For Verónica Rendo, Researcher at the Department of Immunology, Genetics, and Pathology, the past two months have been a time of joy. But it has also been a period of choice after securing research positions funded by both the Swedish Cancer Society and the Swedish Childhood Cancer Fund.

Verónica Rendo is currently researching how different types of brain tumours become resistant to treatment and how to overcome this challenge. In March, she was awarded a Junior Investigator Award from the Cancer Society, providing funding for a six-year research position. A month later, it was time again, when the Childhood Cancer Fund announced its grant decisions.

For the 34-year-old, who is still in the early stages of her research career, this meant both great opportunities and a difficult decision.

“Receiving support from the Childhood Cancer Fund was very gratifying and honourable. Unfortunately, I had to decline it, as I also received a Junior Investigator Award from the Swedish Cancer Society, which I have chosen to pursue instead, and where the research largely resembles what I had planned for the Childhood Cancer Fund. I cannot use both, but I hope to be able to work with the Childhood Cancer Fund during my career to find better treatments for this type of brain tumour,” says Verónica.
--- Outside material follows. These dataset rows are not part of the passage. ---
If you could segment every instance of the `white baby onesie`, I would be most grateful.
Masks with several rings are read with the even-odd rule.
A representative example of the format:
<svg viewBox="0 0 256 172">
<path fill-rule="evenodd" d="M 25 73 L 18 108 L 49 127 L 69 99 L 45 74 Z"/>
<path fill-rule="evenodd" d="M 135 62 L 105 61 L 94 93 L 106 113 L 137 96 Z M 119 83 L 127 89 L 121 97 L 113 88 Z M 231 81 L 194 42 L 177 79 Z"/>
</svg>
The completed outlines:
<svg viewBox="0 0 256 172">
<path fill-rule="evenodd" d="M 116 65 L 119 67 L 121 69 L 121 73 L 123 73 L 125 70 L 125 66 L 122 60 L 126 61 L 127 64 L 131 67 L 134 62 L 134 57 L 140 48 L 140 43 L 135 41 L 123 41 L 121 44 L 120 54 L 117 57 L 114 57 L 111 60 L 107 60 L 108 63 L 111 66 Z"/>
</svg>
“The funding from the Swedish Cancer Society means that I have an enormous opportunity to establish myself as an independent researcher and advance the research I want to conduct,” she adds.

As cancer continues to be one of the biggest challenges in healthcare worldwide, it is within this area that Verónica Rendo has chosen to focus her research.

“We are all too familiar with having someone in our family or circle of friends with a cancer diagnosis. The brain tumours that I study, known as high-grade gliomas, currently have a zero per cent survival rate due to the lack of curative treatments. This motivates me to conduct research that could potentially advance and facilitate new treatments,” Verónica explains.

Important protein could be the key

The project linked to the funding of the research position from the Cancer Society, which she has chosen to pursue, is titled Leveraging functional and descriptive genomic approaches to overcome therapeutic resistance to p53 reactivation in high-grade brain tumours. In it, Verónica hopes to exploit the reactivation of a specific protein to kill cancer cells.

“High-grade gliomas (HGG) are the most common malignant tumours of the brain. They affect people of all ages and are universally fatal. A major challenge to overcome here is that patients become resistant to what already is a limited number of treatment options, meaning that there is no cure. My research focuses on a key protein in cancer called TP53, which can regulate how the tumour cells stop growing or die. A majority of tumours attract this protein and can, therefore, respond to treatment with small molecules that can induce cell death by activating the protein’s function,” Verónica explains.

“In my research proposal, I plan to combine advanced genetic editing and sequencing tools to study how each cell of a brain tumour becomes resistant to treatment with TP53 reactivating molecules. Hopefully, this will identify which treatments can be effective together with these molecules, and, in the long run, be more effective in killing tumour cells.”

Robin Widing

Other grants from the Swedish Childhood Cancer Fund

Research MD positions for two years:

Eric Morin, Department of Women’s and Children’s Health: “Monitoring paediatric brain tumours through the analysis of proteins and exosomes in cerebrospinal fluid.”

Helena Sjöström, Department of Women’s and Children’s Health: “Hormonal and metabolic side effects after radiation therapy for childhood brain tumours.”

Postdoctoral positions for two years:

Maria Globisch, Department of Medical Sciences: “Exploration of cancer spread to the central nervous system in children with acute lymphoblastic leukemia.”